Итак, я приступил к апельсиновому сорбету; я пробовал его не впервые, знал, что мне откроется, но все же чутко прислушивался к ощущениям, всегда таким переменчивым. И вдруг что-то остановило? меня. Остальным ледяным шарикам я воздал Должное спокойно, со знанием дела. Но этот, апельсиновый, был не похож на другие своей необычной зернистостью и большей водянистостью, как будто кто-то просто наполнил маленькую формочку водой и свежевыжатым апельсиновым соком, чтобы они, поставленные в морозильник, через положенное время превратились в душистые льдинки, неровные — как всегда, если заморозить воду с примесями, — и вкусом сильно напоминающие слежавшийся комковатый снег, который мы ели детьми, прямо из горсти, в дни большого холодного неба, играя на улице. Именно так делала моя бабушка, летом, когда было до того жарко, что я иной раз засовывал голову в морозильник, а она, обливаясь потом и ворча, повязывала на шею большое мокрое полотенце, служившее ей также для того, чтобы бить сонных мух, садившихся куда не следует. Когда лед схватывался, она переворачивала формочку, энергично встряхивала ею над миской, потом толкла оранжевую льдинку и накладывала нам по ложке в большие стаканы, которые мы брали в руки благоговейно, как святые реликвии. И я понял, что, в сущности, пировал сегодня только ради этого: чтобы вернуться к апельсиновому сорбету, к сталактитам моего детства, чтобы познать в этот единственный вечер цену и истинность моих гастрономических пристрастий.

Позже, в полумраке, я шепотом спросил Марке:

— Как ты делаешь этот сорбет, апельсиновый? Моя подруга повернула голову на подушке, легкие пряди легли мне на плечо.

— Как моя бабушка, — ответила она, просияв улыбкой.

Я почти у цели. Огонь… лед… крем!

[Марке],

Ресторан Марке в окрестностях Мо

Что и говорить, это был тот еще мерзавец. Употреблял и мою стряпню, и меня, этак по-хозяйски, ни тебе пожалуйста, ни спасибо, как будто так и надо, чтобы Марке перед ним прогнулась и ублажила за столом и в постели с первого же визита… Мерзавец, да, но нам с ним было хорошо, и этого он у меня не отнимет, ведь я, в сущности, ничего не потеряла, только выиграла: знаться с гением гастрономии было счастье, иметь любовника, каких мало, — блаженство, и при этом я осталась свободной женщиной, гордой женщиной…

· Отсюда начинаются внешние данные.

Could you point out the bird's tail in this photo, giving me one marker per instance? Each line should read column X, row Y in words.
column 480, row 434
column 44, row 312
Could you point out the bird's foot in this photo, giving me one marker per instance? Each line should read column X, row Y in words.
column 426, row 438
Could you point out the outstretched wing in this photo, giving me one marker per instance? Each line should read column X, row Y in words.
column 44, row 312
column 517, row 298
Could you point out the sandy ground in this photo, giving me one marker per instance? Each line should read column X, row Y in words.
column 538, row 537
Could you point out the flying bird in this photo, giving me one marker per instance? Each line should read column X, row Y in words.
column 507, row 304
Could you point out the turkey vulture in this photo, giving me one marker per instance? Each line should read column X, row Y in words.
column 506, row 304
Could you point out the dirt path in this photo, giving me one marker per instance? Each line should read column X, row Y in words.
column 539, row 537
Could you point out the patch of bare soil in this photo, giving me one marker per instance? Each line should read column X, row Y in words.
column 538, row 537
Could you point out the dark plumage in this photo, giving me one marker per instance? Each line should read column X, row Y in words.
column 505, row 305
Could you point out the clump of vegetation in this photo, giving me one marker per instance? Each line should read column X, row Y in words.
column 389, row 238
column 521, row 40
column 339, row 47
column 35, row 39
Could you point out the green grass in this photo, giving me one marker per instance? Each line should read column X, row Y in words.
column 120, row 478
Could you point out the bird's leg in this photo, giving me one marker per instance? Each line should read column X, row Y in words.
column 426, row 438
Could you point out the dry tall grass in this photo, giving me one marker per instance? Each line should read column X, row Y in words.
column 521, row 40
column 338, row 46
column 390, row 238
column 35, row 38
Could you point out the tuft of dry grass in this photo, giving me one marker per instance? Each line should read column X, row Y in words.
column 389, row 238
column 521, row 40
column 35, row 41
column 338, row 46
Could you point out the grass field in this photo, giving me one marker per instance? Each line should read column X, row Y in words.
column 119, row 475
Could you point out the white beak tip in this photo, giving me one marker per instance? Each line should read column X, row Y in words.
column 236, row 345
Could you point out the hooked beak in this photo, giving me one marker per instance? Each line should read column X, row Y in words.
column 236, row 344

Да, конечно, будь он свободен и умей он видеть в женщине не только глупую курицу, которая в любой час к его услугам… да, конечно… Но тогда это был бы другой человек, верно?

Майонез

Улица Гренель, спальня

Нет ничего слаще, чем видеть, как мироздание подчиняется единственно твоему хотенью. Ты чувствуешь себя всесильным в храме кухни, сознавая с безудержным восторгом, что можешь побаловать себя любым из яств. Скрываешь трепет предвкушения, когда приближается неслышными шагами метрдотель; его обезличенный взгляд, удивительным образом соединяющий в себе почтение и ненавязчивость, — дань твоему социальному капиталу. Ты никто именно потому, что ты — кто-то; ничьи глаза не следят за тобой и не смотрят оценивающе. Ты здесь — и это уже достаточный залог твоей благонадежности. Легкое замирание сердца — когда открываешь меню на веленевой бумаге с золотым тиснением, по образцу старинных папок. Ошеломление, правда умело дозированное, — когда в первый раз шаришь наугад в сладком журчании названий блюд. Взгляд скользит, не желая пока задерживаться на одной определенной поэме, ловя на лету лишь заманчивые обрывки, нежась в щедрой роскоши наобум выхваченных слов. Филей молочного теленка., фисташковое мороженое с фруктами… морской скат с креветками… пулярка на вертеле… натюрель… янтарное желе с баклажанами… под горчичным соусом «крамон» лук-шалот глазированный… окунь «мариньер» сабайон-гласе… с молодым вином… омар «блё»… утиная грудка по-пекински… И наступающий наконец экстаз — когда само собой свершается чудо, притягивая глаза к одной-единственной строчке:

Утиная грудка по-пекински с барбарисом, обжаренная в сотейнике; крамбль грейпфрутовый по-креольски и глазированный лук-шалот.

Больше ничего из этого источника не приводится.